Women who suffered mesh complications after undergoing pelvic organ prolapse repair surgery with a trans vaginal mesh may have legal recourse. On July 13, 2011, the FDA announced that patients undergoing pelvic organ prolapse repair with a surgical mesh may be at a greater risk for mesh complications than women pursuing other surgical treatments. Because the manufacturers of trans vaginal meshes failed to warn patients and doctors about this increased risk, women suffering mesh complications may be able to file a claim seeking compensation for medical bills, pain and suffering and other damages.
Did you experience mesh erosion or other mesh complications following pelvic organ prolapse surgery? Find out if you can seek compensation for your injuries by completing our free, no obligation case review form with details of your mesh complications.
Pelvic organ prolapse (POP) repair surgery can be performed through the abdomen or the vagina, using stitches or a surgical mesh to reinforce the repair and to support the pelvic organs. According to the FDA, the transvaginal placement of the surgical mesh may put women at a greater risk for POP mesh complications than other surgical options. In addition, the agency claims that with the exposure to greater risk comes no indication of greater clinical benefit in women electing to undergo pelvic organ prolapse repair surgery transvaginally.
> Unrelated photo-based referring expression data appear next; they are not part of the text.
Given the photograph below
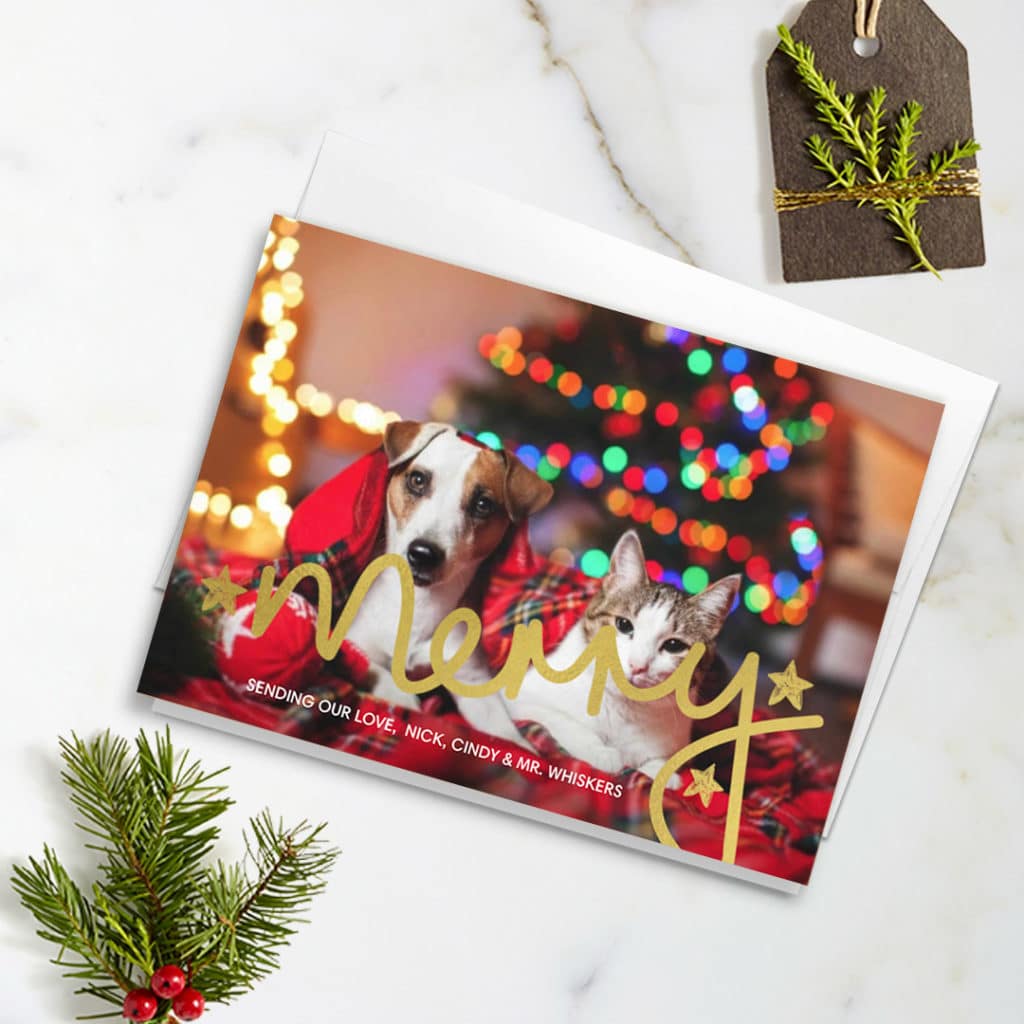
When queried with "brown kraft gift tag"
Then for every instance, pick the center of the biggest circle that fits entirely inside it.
(919, 58)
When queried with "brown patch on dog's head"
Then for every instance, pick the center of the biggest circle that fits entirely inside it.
(451, 501)
(404, 439)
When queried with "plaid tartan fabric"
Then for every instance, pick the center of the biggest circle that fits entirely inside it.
(787, 790)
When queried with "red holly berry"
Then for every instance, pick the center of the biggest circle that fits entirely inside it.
(168, 981)
(139, 1005)
(188, 1005)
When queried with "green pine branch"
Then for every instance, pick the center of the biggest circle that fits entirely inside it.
(151, 813)
(864, 135)
(251, 919)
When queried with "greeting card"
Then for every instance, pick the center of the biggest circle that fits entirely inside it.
(613, 570)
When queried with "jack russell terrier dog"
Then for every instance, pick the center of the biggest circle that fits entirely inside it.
(450, 504)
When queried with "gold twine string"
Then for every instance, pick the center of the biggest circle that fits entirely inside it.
(953, 182)
(866, 18)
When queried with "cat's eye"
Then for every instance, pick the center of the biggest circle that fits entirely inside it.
(416, 481)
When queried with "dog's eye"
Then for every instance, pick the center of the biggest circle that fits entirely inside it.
(482, 507)
(416, 481)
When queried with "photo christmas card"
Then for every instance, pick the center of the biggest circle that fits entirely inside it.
(591, 567)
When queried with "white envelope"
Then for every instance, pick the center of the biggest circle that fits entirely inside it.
(377, 195)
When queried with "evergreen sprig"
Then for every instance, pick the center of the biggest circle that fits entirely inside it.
(863, 133)
(150, 813)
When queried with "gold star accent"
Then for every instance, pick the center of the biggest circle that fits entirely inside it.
(788, 686)
(221, 591)
(704, 784)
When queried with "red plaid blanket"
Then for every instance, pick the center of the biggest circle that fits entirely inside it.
(787, 790)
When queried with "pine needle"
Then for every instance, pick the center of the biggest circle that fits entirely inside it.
(151, 813)
(863, 134)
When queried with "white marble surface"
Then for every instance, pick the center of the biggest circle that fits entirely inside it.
(142, 152)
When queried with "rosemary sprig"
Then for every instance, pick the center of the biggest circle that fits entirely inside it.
(863, 133)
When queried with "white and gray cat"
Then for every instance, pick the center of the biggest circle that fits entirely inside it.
(655, 626)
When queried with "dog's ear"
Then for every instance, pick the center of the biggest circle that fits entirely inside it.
(404, 439)
(525, 493)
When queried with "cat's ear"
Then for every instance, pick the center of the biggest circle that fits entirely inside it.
(627, 567)
(715, 603)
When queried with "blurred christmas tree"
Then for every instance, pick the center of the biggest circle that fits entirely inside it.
(696, 442)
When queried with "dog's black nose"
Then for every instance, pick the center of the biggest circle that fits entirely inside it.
(424, 556)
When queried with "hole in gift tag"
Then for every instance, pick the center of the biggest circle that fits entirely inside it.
(865, 47)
The following are among the vaginal mesh complications reported by women who underwent pelvic organ prolapse repair surgery with a trans vaginal mesh:
The FDA first alerted the public to these trans vaginal mesh problems when it released a safety communication in 2008 regarding the complications associated with the trans vaginal placement of surgical mesh to treat POP and stress urinary incontinence (SUI). In the vaginal mesh complications safety announcement, the agency claimed that in the past three years it had received more than 1000 reports of mesh complications from nine different manufacturers. Since then, the number of mesh complications reported to the agency has increased; from 2008 to 2010, the agency received more than 1500 reports of mesh complications stemming from pelvic organ prolapse repair surgery, five times as many as it had received between 2005 to 2007. However, these reports of mesh complications did not always indicate whether the patient underwent POP surgery through the abdomen or the vagina.
In light of the FDA mesh warnings, our pelvic mesh attorneys are currently available to review claims of vaginal mesh complications from women who were implanted with many types of vaginal meshes and bladder slings, including but not limited to the following:
Potentially, these individuals may be able to seek compensation for medical bills, pain and suffering and other damages resulting from their mesh problems. Fill out our free case review form today and our vaginal mesh lawyers will evaluate your claim, at no cost to you, to determine if you can participate in a vaginal mesh lawsuit. There is a time limit for filing vaginal mesh lawsuits, so do not hesitate to contact us today.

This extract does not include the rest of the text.